The spark of interest for flight came in 1878 when Milton brought home a toy helicopter for his children to play with. The one-foot-long contraption was made of bamboo and cork with a rubber band to drive its rotor. Wilbur and Orville were fascinated by this toy and played with it until it broke. Such was its impact that the brothers built their own.

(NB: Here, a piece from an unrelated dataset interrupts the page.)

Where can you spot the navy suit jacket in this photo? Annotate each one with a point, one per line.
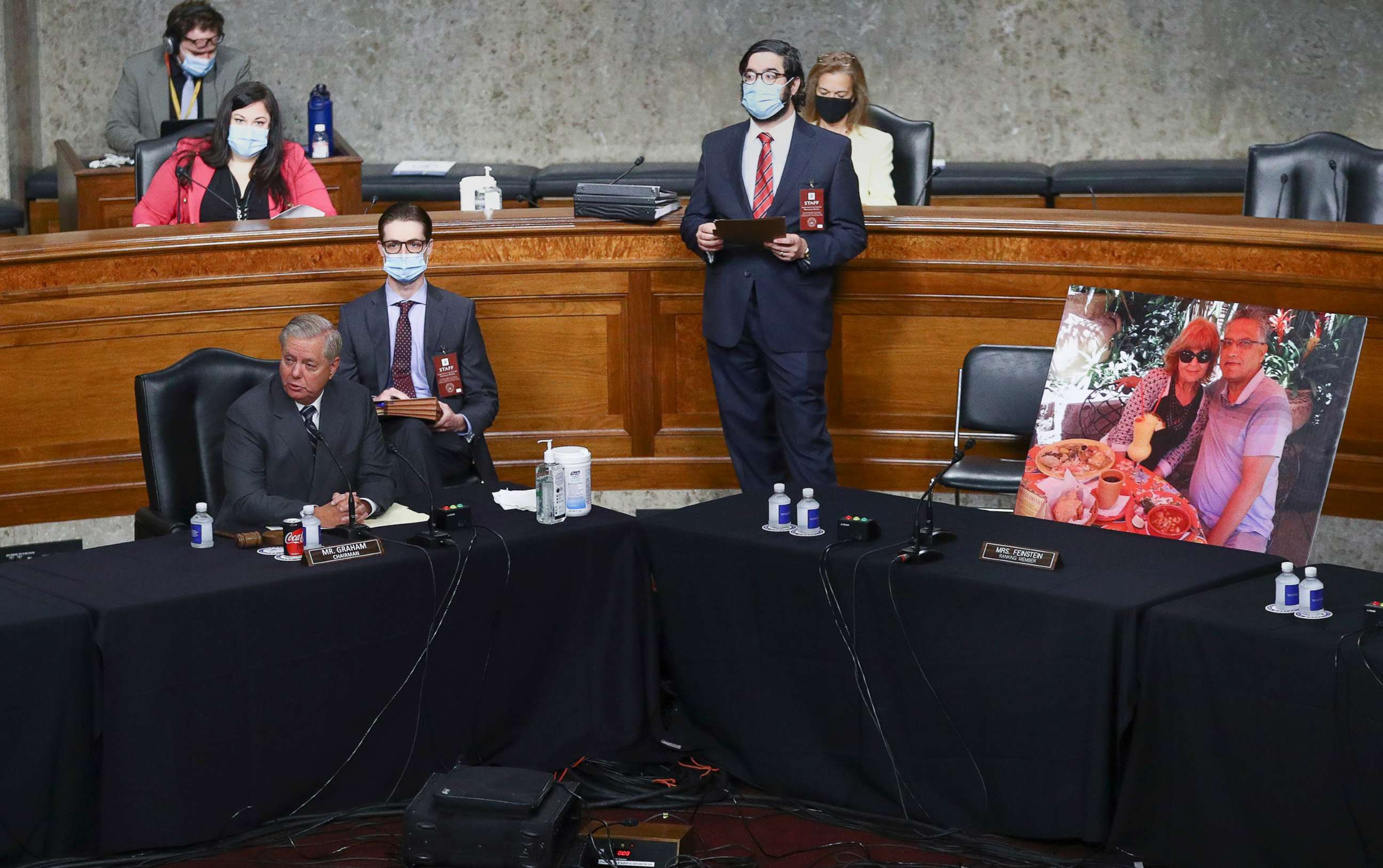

Wilbur and Orville had challenges in their childhoods and early adult years. The family’s movement on account of Milton’s work caused the children to integrate into several different schools. As a result, neither Wilbur nor Orville received their high school diplomas; however, they grew up in a home where intellectual interests were encouraged, and the Wright brothers’ curiosities were fed in a healthy environment.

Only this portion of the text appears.